Possiamo agevolmente osservare che la globalizzazione dei diritti del capitale e la globalizzazione dei diritti dei lavoratori sono quindi due facce della stessa identica medaglia e si rafforzano a vicenda.

L’associazione degli industriali del Veneto era in prima fila, qualche anno fa, nella missione dell’allora Presidente della Repubblica Ciampi per gli accordi di investimento (leggi delocalizzazioni) in Cina e India (un esercito di 2000 industriali, il peggio del manifattiero italiano, al seguito del codazzo presidenziale, come una nuvola di cavallette); la stessa associazione di industriali veneti che qualche mese fa piagnucolava per indurre la Regione ad accogliere a spese nostre “quanti più profughi libici possibile in nome della solidarietà” (ed in parte ci sono anche riusciti).
I new global del capitale e del lavoro rispondono alla domanda iniziale alla stessa maniera.

La maggioranza degli Europei, e noi con loro, crediamo invece che la Terra appartenga alla Comunità del Posto ed a nessun altro.
Ogni Patria appartiene al proprio Popolo, a chi vive su di essa da sempre.

Tutte le Comunità hanno un legame “originale” col proprio territorio che travalica il semplice rapporto di sfruttamento: la cultura popolare e la sua concezione del passare del tempo, l’economia locale e le conoscenze tramandate di padre in figlio sono legate al territorio ereditato dagli Avi. Il territorio ed il suo clima sono parte dell’identità di ciascuna comunità e di ciascun Uomo.
Gli Europei odierni, e noi Veneti con gli altri, raccontiamo ancora le fiabe che i mitogrammi sulle caverne del Paleolitico e del Neolitico testimoniano a più di 10.000 anni di distanza.

L’idea che il Veneto del Terzo Millennio venga popolato dagli spiantati di tutti i continenti, strappati al loro ambiente per aumentare la massa critica di manodopera nelle fabbrichette dei profittatori-cavallette ci fa rabbrividire.

Noi crediamo che ogni Veneto debba poter vivere dignitosamente nella terra dei propri Padri, fra le proprie valli e montagne o pianure, nei luoghi dove la Storia e l’ambiente gli ricordi che ognuno di Noi non è un atomo isolato ma un anello di una lunghissima catena che ci lega ai vivi ai morti ed ai non ancora nati del Veneto. Crediamo che l’immigrazione sia una tragedia per chi la subisce e per chi vi è indotto dall’arrivo dei profittatori-cavallette.

Vogliamo un mondo in cui l’immigrazione-emigrazione sia una trascurabile eccezione e non una disastrosa regola che si abbate sugli strati più poveri della popolazione e progressivamente estende le proprie conseguenze sugli altri strati sociali causando disoccupazione, emarginazione, criminalità, senso di alienazione.

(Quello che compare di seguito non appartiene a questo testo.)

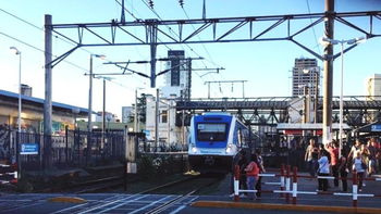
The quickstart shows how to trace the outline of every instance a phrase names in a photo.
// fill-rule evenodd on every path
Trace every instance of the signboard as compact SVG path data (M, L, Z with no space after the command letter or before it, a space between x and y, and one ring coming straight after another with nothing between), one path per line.
M38 144L21 143L20 154L38 154Z
M150 135L151 131L147 130L147 129L143 129L143 133L146 134L146 137L148 137Z
M381 125L371 125L371 131L381 131Z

Vogliamo un mondo in cui l’economia sia a misura dell’Uomo e non l’Uomo a misura del profitto.

Crediamo che sia in atto una vera guerra contro le Comunità Stanziali d’Europa da parte del peggio del capitalismo parassitario dei quattro continenti che mira alla sostituzione etnica degli europei con una massa manipolabile di diseredati senza speranze.

Noi siamo gli eredi ed i discendenti di un mondo antichissimo e ci batteremo per restare Paroni a Casa Nostra contro tutte le utopie sparse dai globalizzatori dei diritti del capitale e del lavoro.

Noi ci batteremo perché il Veneto resti ai Veneti.